Gençlik yıllarımda yurt dışına giderken, kilitlenebilen bavul kullanırdım. Hatta kilitlenebilen bulamazsam, iplerle bağlardım açılamasın diye…
Nedense birileri açacak, içinden bir şey alacak hissi uyanırdı bende. Tabii böyle davranıyorum diye arkadaşlarım gülerdi bana; “Olur mu öyle şey, şirketler buna fırsat verir mi?
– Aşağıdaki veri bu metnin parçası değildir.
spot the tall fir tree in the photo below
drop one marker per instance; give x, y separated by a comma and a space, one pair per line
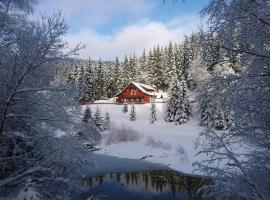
132, 115
89, 89
100, 81
87, 115
153, 116
107, 121
98, 120
117, 82
125, 72
125, 106
178, 106
169, 64
72, 76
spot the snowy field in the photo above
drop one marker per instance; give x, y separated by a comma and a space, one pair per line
161, 142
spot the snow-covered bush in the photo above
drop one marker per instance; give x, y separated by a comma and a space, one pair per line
182, 153
122, 134
156, 143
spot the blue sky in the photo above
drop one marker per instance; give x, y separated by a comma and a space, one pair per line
112, 28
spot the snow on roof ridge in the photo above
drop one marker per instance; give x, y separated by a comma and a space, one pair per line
140, 87
144, 85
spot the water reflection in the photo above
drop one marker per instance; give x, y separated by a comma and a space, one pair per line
142, 185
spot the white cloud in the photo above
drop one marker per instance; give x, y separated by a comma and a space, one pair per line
133, 38
97, 11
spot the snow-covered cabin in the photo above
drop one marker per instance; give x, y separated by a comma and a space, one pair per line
136, 93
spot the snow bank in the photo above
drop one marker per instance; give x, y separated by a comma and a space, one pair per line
173, 145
Skandal olur, o nedenle çok ciddi tedbirler alınır bu konuda, için rahat olsun” derlerdi.
Bavulumdan hırsızlık olmayacağına sonraları ikna olmuştum ve bu kilitleme, bağlama hastalığından kurtulmuştum.
Ne ilginçtir ki geçmişte, gençlik yıllarımda koktuğum, takıntıya çevirdiğim “bavulumdan bir şey çalacaklar” meselesi, yıllar sonra KKTC’nin havaalanında birçok insanın başına geldi.
Yeni Ercan Havaalanımızda en sonunda bu da oldu… Yer hizmetleri görevlisi bazı kişiler, havaalanından çıkış yapan yolcuların, bavullarını, valizlerini açarak içinden kıymetli eşyalarını çaldı…
Ne kötü bir durum… Ülkedeki çürümenin son göstergesi… Tam bir skandal…
Nasıl bir zihniyettir bu? Ekmek teknesine pislemek gibi bir şey… Sana kısa süreliğine emanet edilen bir eşyayı çalıyorsun, hiç utanamadan, hiç çekinmeden.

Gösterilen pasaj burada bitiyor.